A United Airlines Boeing 787 flying from Newark, New Jersey, was given instructions to land on runway 09R (right) when it had been scheduled to land on runway 09L (left) on July 20, 2020.
After receiving the new instructions, the pilot confirmed they understood and waited a few moments in case a correction was needed. The United Airlines pilot then started directing the plane towards the new runway recommended by air control.
At the same time, the air control employee had also given the green light to an EasyJet Airbus A320 to use runway 09R for take off.
While the United Airlines plane was making final preparations to land, the pilot in the EasyJet plane spotted the aircraft heading towards them “at a height of 300 feet” according to a report from aviation security investigator le Bureau d'enquêtes et d'analyses pour la sécurité de l'aviation civile (BEA) released on July 19.
The report says, “faced with imminent potential for a collision the [EasyJet] team asked the other airplane to go around [them]” while the pilot put the brakes on their own plane.
By this time the EasyJet plane was already tens of metres down the runway. The United Airlines plane was able to pass just overhead before landing, as previously planned, on runway 09L.

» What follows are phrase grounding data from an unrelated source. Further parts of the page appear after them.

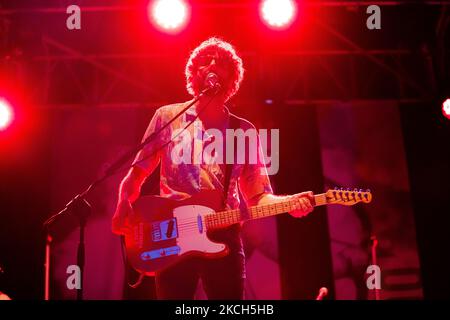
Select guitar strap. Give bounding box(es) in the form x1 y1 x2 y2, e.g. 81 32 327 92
222 114 240 210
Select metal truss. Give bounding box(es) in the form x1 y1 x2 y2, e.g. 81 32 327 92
2 1 450 14
1 1 448 107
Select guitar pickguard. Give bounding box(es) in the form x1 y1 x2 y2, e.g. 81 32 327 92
173 204 226 255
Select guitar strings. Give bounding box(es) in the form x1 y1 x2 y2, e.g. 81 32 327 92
173 200 300 233
176 201 291 232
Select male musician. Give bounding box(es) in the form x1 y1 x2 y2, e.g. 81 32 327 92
112 37 314 299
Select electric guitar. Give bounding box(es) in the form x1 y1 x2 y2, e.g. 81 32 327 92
125 187 372 275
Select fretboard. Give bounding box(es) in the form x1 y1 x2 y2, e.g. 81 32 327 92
204 193 328 230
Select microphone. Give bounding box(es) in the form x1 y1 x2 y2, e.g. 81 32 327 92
204 72 221 92
316 287 328 300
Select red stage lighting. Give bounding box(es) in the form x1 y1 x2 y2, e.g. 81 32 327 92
0 98 13 131
443 98 450 119
148 0 190 34
260 0 297 30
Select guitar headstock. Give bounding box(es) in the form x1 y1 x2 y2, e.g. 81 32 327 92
325 187 372 206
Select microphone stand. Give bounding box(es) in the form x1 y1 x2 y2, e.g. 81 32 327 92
42 84 220 300
370 235 380 300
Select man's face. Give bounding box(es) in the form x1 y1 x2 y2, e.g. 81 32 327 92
195 48 233 95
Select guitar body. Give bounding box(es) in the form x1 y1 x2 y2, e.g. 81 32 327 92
125 190 228 275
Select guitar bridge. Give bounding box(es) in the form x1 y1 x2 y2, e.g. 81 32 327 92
141 246 180 261
151 218 178 242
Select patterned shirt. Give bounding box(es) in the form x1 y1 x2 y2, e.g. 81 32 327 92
133 100 273 210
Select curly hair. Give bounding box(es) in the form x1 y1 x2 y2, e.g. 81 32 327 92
185 37 244 102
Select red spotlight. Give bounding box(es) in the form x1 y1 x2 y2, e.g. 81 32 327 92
260 0 297 30
0 98 13 131
148 0 190 34
443 98 450 119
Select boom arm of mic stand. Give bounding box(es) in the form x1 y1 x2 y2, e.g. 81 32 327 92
43 88 213 229
41 85 218 300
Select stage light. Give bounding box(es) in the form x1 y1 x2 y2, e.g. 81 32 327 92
442 98 450 119
260 0 297 29
148 0 190 33
0 98 13 131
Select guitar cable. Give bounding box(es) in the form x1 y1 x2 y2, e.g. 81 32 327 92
120 235 145 289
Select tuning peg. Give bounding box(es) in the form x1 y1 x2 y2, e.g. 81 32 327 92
352 188 358 200
346 188 353 201
366 188 371 193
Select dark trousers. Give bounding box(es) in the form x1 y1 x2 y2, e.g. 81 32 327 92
155 225 245 300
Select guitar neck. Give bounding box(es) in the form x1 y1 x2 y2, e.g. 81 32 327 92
204 193 328 230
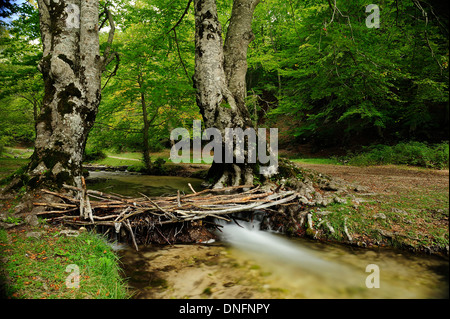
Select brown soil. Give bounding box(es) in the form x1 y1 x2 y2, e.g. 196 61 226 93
296 163 449 195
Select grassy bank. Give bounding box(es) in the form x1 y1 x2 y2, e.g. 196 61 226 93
291 163 449 255
0 225 129 299
0 154 130 299
0 158 28 180
307 190 449 254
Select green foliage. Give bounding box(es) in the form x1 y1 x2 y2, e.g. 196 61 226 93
87 0 200 154
84 146 107 163
0 136 7 155
249 0 449 146
2 0 448 161
343 141 449 168
0 2 42 147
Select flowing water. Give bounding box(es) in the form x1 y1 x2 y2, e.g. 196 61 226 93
214 221 449 298
87 171 449 299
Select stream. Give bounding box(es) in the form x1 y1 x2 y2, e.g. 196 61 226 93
87 171 449 299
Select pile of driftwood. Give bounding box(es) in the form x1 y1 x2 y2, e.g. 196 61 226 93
34 178 299 250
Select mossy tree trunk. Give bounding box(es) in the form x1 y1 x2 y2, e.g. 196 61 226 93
193 0 260 188
24 0 114 189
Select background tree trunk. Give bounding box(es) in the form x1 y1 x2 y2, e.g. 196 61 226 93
138 72 152 172
193 0 259 188
25 0 103 189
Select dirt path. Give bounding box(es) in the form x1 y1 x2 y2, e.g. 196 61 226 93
297 163 449 195
107 155 140 161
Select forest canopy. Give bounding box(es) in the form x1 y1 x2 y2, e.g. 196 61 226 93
0 0 448 156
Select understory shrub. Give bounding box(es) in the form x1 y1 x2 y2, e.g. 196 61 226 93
344 141 449 169
84 146 107 162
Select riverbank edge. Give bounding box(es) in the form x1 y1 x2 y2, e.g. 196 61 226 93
0 219 130 299
22 161 450 258
0 161 448 299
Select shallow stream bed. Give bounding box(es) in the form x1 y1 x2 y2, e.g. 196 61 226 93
87 171 449 299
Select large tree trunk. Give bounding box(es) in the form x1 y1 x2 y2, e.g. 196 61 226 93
25 0 103 189
193 0 259 188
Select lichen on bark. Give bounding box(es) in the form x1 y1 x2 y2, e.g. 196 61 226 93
21 0 103 190
193 0 261 188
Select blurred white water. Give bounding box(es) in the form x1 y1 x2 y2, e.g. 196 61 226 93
216 220 353 280
215 219 448 298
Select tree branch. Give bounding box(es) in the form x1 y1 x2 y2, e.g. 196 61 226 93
168 0 192 33
102 52 120 90
172 28 191 83
101 4 116 72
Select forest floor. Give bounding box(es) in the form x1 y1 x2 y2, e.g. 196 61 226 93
292 163 449 255
296 163 449 195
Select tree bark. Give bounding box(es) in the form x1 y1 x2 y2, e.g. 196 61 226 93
25 0 104 189
193 0 259 188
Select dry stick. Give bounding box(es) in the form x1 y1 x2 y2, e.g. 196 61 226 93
178 192 296 216
36 208 78 216
88 204 130 209
93 214 122 221
63 184 131 202
33 202 77 208
79 176 94 223
147 198 177 220
87 193 115 202
344 217 352 242
155 226 172 245
189 193 275 207
124 219 139 251
114 207 131 222
188 183 197 194
252 193 298 210
79 180 86 219
63 220 115 227
157 184 254 201
42 189 79 203
177 190 182 208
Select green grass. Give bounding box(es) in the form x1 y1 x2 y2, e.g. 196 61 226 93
88 149 212 166
342 141 449 169
93 156 144 167
0 158 29 180
0 156 130 299
0 227 130 299
2 147 33 160
289 158 342 165
282 141 449 169
312 186 449 252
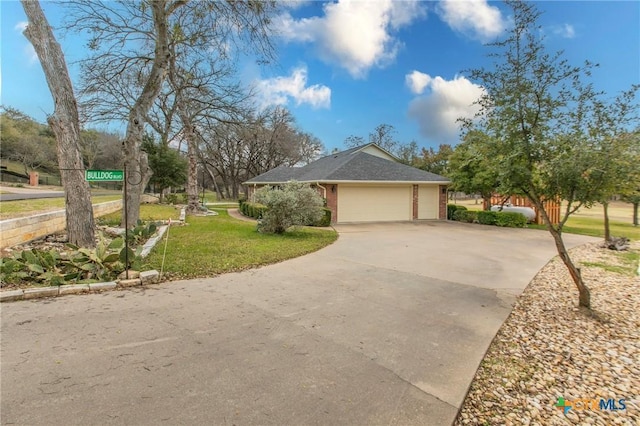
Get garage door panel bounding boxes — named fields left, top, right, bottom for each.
left=338, top=185, right=411, bottom=223
left=418, top=186, right=438, bottom=219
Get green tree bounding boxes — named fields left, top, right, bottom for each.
left=253, top=181, right=324, bottom=234
left=464, top=1, right=638, bottom=309
left=448, top=131, right=498, bottom=209
left=0, top=106, right=57, bottom=175
left=619, top=132, right=640, bottom=226
left=416, top=144, right=454, bottom=176
left=142, top=135, right=187, bottom=203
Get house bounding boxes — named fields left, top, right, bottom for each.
left=244, top=144, right=451, bottom=224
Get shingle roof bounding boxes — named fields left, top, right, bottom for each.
left=244, top=144, right=450, bottom=184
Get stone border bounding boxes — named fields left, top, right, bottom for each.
left=0, top=270, right=160, bottom=303
left=0, top=207, right=186, bottom=303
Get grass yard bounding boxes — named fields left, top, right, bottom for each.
left=97, top=204, right=182, bottom=226
left=529, top=216, right=640, bottom=241
left=451, top=198, right=639, bottom=240
left=0, top=194, right=122, bottom=220
left=144, top=210, right=338, bottom=280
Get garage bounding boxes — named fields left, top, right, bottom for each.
left=418, top=185, right=439, bottom=219
left=244, top=143, right=450, bottom=224
left=338, top=185, right=412, bottom=223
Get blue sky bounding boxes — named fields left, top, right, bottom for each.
left=2, top=1, right=639, bottom=153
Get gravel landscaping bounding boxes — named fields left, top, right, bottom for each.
left=455, top=241, right=639, bottom=425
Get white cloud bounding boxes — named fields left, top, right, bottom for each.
left=14, top=21, right=39, bottom=64
left=24, top=44, right=39, bottom=64
left=405, top=70, right=432, bottom=95
left=553, top=23, right=576, bottom=39
left=14, top=21, right=28, bottom=32
left=406, top=73, right=485, bottom=143
left=275, top=0, right=426, bottom=78
left=437, top=0, right=506, bottom=41
left=255, top=66, right=331, bottom=110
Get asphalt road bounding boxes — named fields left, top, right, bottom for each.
left=0, top=221, right=597, bottom=425
left=0, top=192, right=65, bottom=201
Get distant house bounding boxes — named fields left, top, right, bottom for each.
left=244, top=144, right=450, bottom=224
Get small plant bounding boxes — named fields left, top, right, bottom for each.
left=0, top=233, right=143, bottom=287
left=0, top=248, right=65, bottom=286
left=127, top=220, right=158, bottom=245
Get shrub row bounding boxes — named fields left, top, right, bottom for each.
left=238, top=200, right=267, bottom=219
left=239, top=199, right=332, bottom=227
left=447, top=204, right=467, bottom=220
left=448, top=204, right=527, bottom=228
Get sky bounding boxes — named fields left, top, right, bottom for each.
left=1, top=1, right=639, bottom=154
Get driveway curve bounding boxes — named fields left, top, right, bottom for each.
left=1, top=221, right=597, bottom=425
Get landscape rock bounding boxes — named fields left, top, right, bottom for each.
left=454, top=241, right=640, bottom=425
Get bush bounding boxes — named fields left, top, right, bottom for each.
left=254, top=181, right=324, bottom=234
left=239, top=201, right=266, bottom=219
left=447, top=204, right=467, bottom=220
left=165, top=193, right=179, bottom=205
left=477, top=210, right=498, bottom=225
left=453, top=209, right=477, bottom=223
left=313, top=208, right=332, bottom=227
left=495, top=211, right=527, bottom=228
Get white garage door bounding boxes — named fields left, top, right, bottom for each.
left=338, top=185, right=412, bottom=223
left=418, top=185, right=439, bottom=219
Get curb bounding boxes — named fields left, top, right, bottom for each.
left=0, top=271, right=159, bottom=303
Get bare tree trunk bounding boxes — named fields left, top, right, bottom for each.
left=177, top=110, right=200, bottom=214
left=535, top=198, right=591, bottom=309
left=187, top=129, right=200, bottom=213
left=121, top=1, right=175, bottom=227
left=21, top=0, right=95, bottom=248
left=204, top=165, right=223, bottom=201
left=633, top=202, right=639, bottom=226
left=603, top=200, right=611, bottom=241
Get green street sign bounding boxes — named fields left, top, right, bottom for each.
left=85, top=169, right=124, bottom=182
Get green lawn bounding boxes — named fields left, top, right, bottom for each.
left=97, top=204, right=182, bottom=226
left=0, top=194, right=122, bottom=220
left=529, top=216, right=640, bottom=241
left=144, top=210, right=338, bottom=280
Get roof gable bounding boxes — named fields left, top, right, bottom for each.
left=244, top=144, right=450, bottom=184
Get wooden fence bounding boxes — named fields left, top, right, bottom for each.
left=485, top=194, right=560, bottom=225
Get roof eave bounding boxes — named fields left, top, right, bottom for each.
left=243, top=179, right=451, bottom=185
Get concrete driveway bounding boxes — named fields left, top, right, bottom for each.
left=0, top=221, right=597, bottom=425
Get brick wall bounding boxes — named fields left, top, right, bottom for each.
left=412, top=185, right=418, bottom=220
left=325, top=184, right=338, bottom=223
left=439, top=185, right=448, bottom=219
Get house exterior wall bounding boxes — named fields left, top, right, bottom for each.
left=359, top=145, right=396, bottom=161
left=325, top=184, right=338, bottom=224
left=439, top=185, right=448, bottom=219
left=412, top=185, right=418, bottom=220
left=243, top=182, right=448, bottom=223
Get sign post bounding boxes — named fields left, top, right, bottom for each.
left=85, top=168, right=129, bottom=278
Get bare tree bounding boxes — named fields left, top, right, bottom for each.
left=21, top=0, right=95, bottom=248
left=69, top=0, right=278, bottom=225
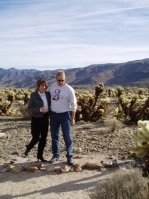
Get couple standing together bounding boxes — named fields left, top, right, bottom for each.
left=25, top=70, right=77, bottom=166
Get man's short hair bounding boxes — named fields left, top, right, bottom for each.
left=56, top=70, right=65, bottom=78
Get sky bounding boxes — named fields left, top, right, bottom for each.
left=0, top=0, right=149, bottom=71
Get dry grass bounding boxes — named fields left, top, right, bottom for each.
left=19, top=106, right=31, bottom=117
left=104, top=118, right=123, bottom=132
left=89, top=168, right=149, bottom=199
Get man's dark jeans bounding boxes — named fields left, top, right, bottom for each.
left=50, top=111, right=73, bottom=158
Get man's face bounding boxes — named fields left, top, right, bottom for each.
left=56, top=75, right=65, bottom=86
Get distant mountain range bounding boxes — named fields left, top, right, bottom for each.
left=0, top=58, right=149, bottom=89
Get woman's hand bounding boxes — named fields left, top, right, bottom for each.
left=40, top=107, right=48, bottom=113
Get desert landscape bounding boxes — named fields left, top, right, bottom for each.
left=1, top=0, right=149, bottom=197
left=0, top=85, right=149, bottom=199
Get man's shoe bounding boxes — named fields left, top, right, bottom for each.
left=49, top=155, right=59, bottom=164
left=67, top=157, right=74, bottom=166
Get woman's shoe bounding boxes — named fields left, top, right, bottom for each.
left=37, top=157, right=47, bottom=162
left=24, top=145, right=30, bottom=156
left=24, top=149, right=29, bottom=156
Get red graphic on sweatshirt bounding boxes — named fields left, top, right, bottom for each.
left=52, top=89, right=60, bottom=101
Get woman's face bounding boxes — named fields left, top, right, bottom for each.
left=38, top=82, right=47, bottom=93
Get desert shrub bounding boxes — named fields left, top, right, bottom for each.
left=104, top=118, right=123, bottom=132
left=89, top=168, right=149, bottom=199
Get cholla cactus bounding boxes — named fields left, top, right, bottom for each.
left=95, top=83, right=104, bottom=98
left=75, top=83, right=105, bottom=122
left=117, top=90, right=149, bottom=123
left=130, top=120, right=149, bottom=157
left=18, top=100, right=25, bottom=106
left=116, top=86, right=125, bottom=97
left=7, top=91, right=16, bottom=102
left=0, top=100, right=12, bottom=114
left=130, top=120, right=149, bottom=177
left=137, top=88, right=145, bottom=96
left=106, top=87, right=117, bottom=97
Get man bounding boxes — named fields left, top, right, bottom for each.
left=49, top=70, right=77, bottom=165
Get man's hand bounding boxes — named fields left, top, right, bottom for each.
left=71, top=118, right=75, bottom=126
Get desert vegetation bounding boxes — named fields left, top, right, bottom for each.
left=89, top=167, right=149, bottom=199
left=0, top=83, right=149, bottom=123
left=75, top=84, right=149, bottom=124
left=0, top=88, right=33, bottom=117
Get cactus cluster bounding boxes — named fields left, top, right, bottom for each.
left=0, top=85, right=149, bottom=122
left=75, top=83, right=110, bottom=122
left=113, top=87, right=149, bottom=123
left=0, top=88, right=33, bottom=116
left=130, top=120, right=149, bottom=157
left=130, top=120, right=149, bottom=177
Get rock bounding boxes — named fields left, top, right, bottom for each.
left=60, top=165, right=71, bottom=173
left=82, top=162, right=103, bottom=170
left=55, top=168, right=61, bottom=174
left=76, top=148, right=82, bottom=153
left=0, top=168, right=8, bottom=173
left=40, top=167, right=46, bottom=171
left=46, top=165, right=55, bottom=172
left=11, top=165, right=25, bottom=174
left=74, top=164, right=82, bottom=172
left=26, top=162, right=42, bottom=172
left=102, top=159, right=118, bottom=168
left=3, top=163, right=11, bottom=169
left=27, top=167, right=38, bottom=172
left=0, top=133, right=7, bottom=139
left=27, top=162, right=42, bottom=169
left=70, top=166, right=75, bottom=172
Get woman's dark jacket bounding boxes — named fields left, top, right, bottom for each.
left=28, top=91, right=51, bottom=118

The BEA described the events as a “serious incident”.
It said the air traffic controller responsible was positioned in a tower that did not give her a view of the 09 runways, as well as a broken monitor that she could not turn on.
The controller said that she had misspoken as she was so focused on the 09R runway, where an Air France Boeing 787 had just landed, two other airplanes were planned to cross, and two more airplanes were scheduled to take off.
She said controllers “regularly experience slips of the tongue” and that the “main contributing factor was the lack of practice caused by the Covid-19 pandemic, which had diminished the automatic reflexes needed for her job”.
Following the incident Charles de Gaulle Airport has introduced new operational guidelines.
The European Organisation for the Safety of Air Navigation has recommended that when in doubt airplane teams “should ask the controller to reconfirm for clarity, rather than repeating what they think they have heard”.